Does it annoy you when software "nags" you?

I used to think it annoyed me, but I'm finding that I like it. Would I really remember to install the Windows Updates if it didn't bug me to do it? And that handy little popup that lets me postpone the nagging by an amount that feels comfortable to me—what a great idea.

And though I hate SPAM and will never, ever buy anything that anybody SPAMs me about, there are those mailing lists that I inexplicably sign up for, willingly, like the Hanna Andersson online catalog (they make great kid's clothes). I got an email tonight with the subject Our Best-Ever Playdress is Still Twirling After All These Years and I actually clicked on the link, browsed around on their site for a while, and almost bought a little sleeper for my one-year-old, before I came to my senses and remembered I was going to write something in my blog tonight.

But it got me thinking that nagging software can be useful, even appreciated, in this busy, interrupt-driven world—if done right.

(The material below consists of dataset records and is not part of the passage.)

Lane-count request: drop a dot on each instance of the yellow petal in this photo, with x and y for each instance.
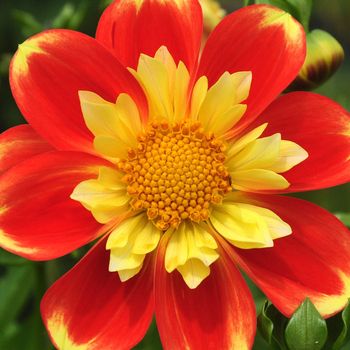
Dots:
(241, 84)
(191, 252)
(125, 275)
(194, 272)
(242, 227)
(258, 179)
(221, 91)
(120, 119)
(110, 146)
(182, 80)
(258, 154)
(105, 197)
(198, 95)
(129, 243)
(290, 155)
(227, 120)
(238, 144)
(153, 77)
(277, 227)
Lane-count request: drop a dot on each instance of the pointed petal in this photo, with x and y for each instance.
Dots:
(38, 220)
(46, 74)
(218, 314)
(261, 39)
(90, 308)
(18, 144)
(322, 128)
(311, 262)
(129, 28)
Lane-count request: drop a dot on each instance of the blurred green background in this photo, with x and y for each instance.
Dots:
(22, 283)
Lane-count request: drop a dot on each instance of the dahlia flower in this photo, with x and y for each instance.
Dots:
(173, 163)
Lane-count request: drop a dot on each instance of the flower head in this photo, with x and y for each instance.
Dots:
(175, 162)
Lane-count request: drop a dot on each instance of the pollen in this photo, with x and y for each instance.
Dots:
(176, 173)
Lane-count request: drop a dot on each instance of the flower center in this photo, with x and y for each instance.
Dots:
(175, 173)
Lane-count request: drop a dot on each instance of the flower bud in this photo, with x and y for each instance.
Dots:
(324, 56)
(213, 13)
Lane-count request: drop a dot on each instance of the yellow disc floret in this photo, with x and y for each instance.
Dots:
(176, 173)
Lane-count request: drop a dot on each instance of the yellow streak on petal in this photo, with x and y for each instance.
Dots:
(255, 163)
(115, 125)
(198, 95)
(129, 243)
(213, 13)
(8, 243)
(60, 334)
(273, 17)
(139, 3)
(105, 196)
(230, 90)
(191, 250)
(258, 180)
(25, 50)
(238, 144)
(165, 85)
(247, 226)
(290, 155)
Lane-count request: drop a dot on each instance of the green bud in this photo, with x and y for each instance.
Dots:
(324, 56)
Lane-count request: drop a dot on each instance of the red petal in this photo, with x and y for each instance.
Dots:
(38, 220)
(89, 306)
(218, 314)
(261, 39)
(18, 144)
(322, 128)
(46, 74)
(130, 28)
(312, 262)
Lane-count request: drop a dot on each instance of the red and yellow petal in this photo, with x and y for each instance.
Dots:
(48, 71)
(322, 128)
(312, 262)
(18, 144)
(129, 28)
(90, 308)
(218, 314)
(38, 220)
(261, 39)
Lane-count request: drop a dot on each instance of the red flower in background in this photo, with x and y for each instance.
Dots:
(164, 157)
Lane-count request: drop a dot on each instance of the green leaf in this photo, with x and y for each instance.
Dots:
(265, 325)
(344, 217)
(306, 330)
(271, 325)
(344, 334)
(15, 288)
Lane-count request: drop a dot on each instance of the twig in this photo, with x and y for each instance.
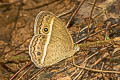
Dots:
(68, 23)
(25, 72)
(96, 70)
(20, 70)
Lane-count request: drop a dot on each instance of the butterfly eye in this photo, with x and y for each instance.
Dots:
(38, 53)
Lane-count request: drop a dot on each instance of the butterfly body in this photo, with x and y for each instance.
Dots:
(51, 42)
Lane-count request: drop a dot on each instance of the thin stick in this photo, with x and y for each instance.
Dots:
(90, 17)
(20, 70)
(68, 23)
(96, 70)
(25, 72)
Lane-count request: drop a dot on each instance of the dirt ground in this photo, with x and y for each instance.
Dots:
(100, 61)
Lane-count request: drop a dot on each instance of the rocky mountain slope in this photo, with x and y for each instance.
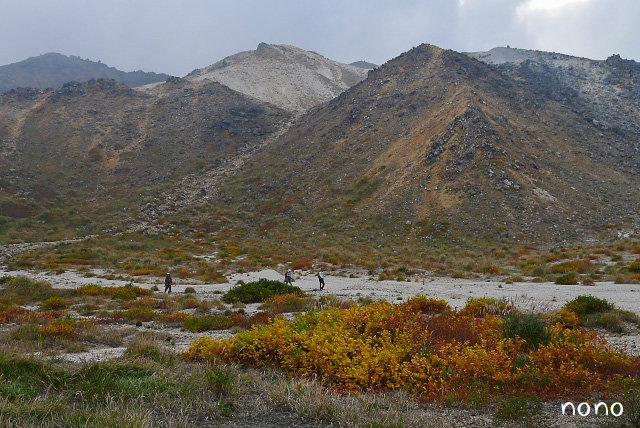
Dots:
(435, 143)
(283, 75)
(604, 92)
(364, 64)
(100, 148)
(432, 145)
(52, 70)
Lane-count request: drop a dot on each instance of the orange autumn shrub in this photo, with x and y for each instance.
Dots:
(446, 356)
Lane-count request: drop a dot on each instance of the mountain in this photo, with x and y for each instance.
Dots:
(286, 76)
(95, 153)
(432, 147)
(437, 144)
(364, 64)
(52, 70)
(604, 92)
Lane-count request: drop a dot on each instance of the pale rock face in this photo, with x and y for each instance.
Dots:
(283, 75)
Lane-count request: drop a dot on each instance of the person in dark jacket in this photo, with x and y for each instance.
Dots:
(321, 279)
(168, 282)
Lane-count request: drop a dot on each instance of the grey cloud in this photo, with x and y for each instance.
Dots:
(176, 37)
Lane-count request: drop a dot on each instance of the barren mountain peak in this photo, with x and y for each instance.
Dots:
(283, 75)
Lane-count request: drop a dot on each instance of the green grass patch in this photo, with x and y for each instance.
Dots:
(259, 291)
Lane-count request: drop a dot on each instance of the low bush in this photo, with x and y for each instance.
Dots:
(610, 321)
(530, 327)
(287, 303)
(142, 314)
(124, 293)
(67, 329)
(585, 305)
(480, 306)
(208, 322)
(259, 291)
(220, 379)
(570, 278)
(565, 318)
(446, 357)
(427, 305)
(53, 303)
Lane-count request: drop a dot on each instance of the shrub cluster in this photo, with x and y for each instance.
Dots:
(446, 356)
(259, 291)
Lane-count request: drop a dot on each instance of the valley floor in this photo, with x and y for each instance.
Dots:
(305, 406)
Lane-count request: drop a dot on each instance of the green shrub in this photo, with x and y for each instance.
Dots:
(610, 321)
(124, 293)
(220, 380)
(569, 279)
(584, 305)
(53, 303)
(530, 327)
(259, 291)
(142, 314)
(208, 322)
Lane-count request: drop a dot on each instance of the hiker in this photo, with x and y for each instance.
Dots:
(167, 283)
(288, 277)
(321, 279)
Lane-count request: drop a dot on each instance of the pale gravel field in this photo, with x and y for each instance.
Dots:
(526, 295)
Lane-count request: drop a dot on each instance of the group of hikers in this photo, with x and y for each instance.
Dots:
(288, 278)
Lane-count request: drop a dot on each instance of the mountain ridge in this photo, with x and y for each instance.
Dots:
(283, 75)
(52, 70)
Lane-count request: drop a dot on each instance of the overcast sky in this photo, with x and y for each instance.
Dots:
(180, 35)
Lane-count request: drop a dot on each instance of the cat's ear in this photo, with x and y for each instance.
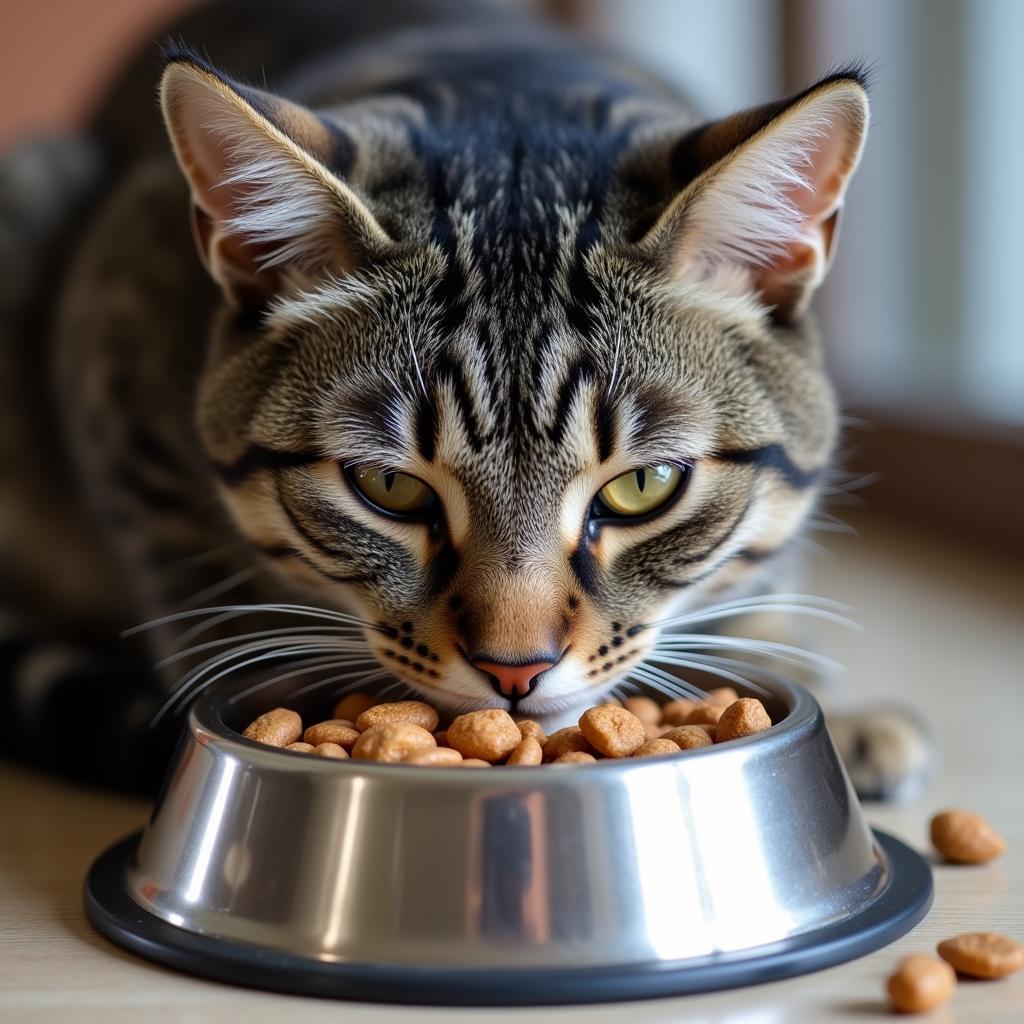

Not all nagging software is done right. In fact, most isn't, though it's getting better. Some of it still irritates me. Shareware, for example, is the cornerstone of nagware. Some apps do a great job; I can remember a shareware app that displayed the usual you haven't paid me yet dialog but grayed out the OK button for some number of seconds, that increased the more often you used the program in a given day. I eventually bought a license, as I always do if I find the software genuinely useful. But others are annoying in their approach, so I delete the software, rather than pay the authors.

Let me know your thoughts about this—the nagging that works for you, the nagging that is irritating, and whether you like the increasingly common check box that says, Don't show this dialog again.

1 comment:

Alan said...

Like you said, if done right, nagging is not bad.

I LOVE the don't show me this again dialogs. I think applications could create tutorials using just these dialogs. They could work much like games do where you jump right in and slowly features are revealed as you come across them.

The OS update mechanism works well for the reasons you stated. I love the calendar alarms in Outlook with the option to sleep for a given amount of time.

I would hate marketing type nagware in a program I have purchased. However, I think shareware has every right to be a little more intrusive.

I think what works best for shareware is what you have implemented in Intercomm. Have the trial period expose every feature and once it ends, turn off advanced features, but don't disable them. Allow the user to select them which results in a "nagware" dialog encouraging them to upgrade. This is the design we selected in FM Radio and SmartManila.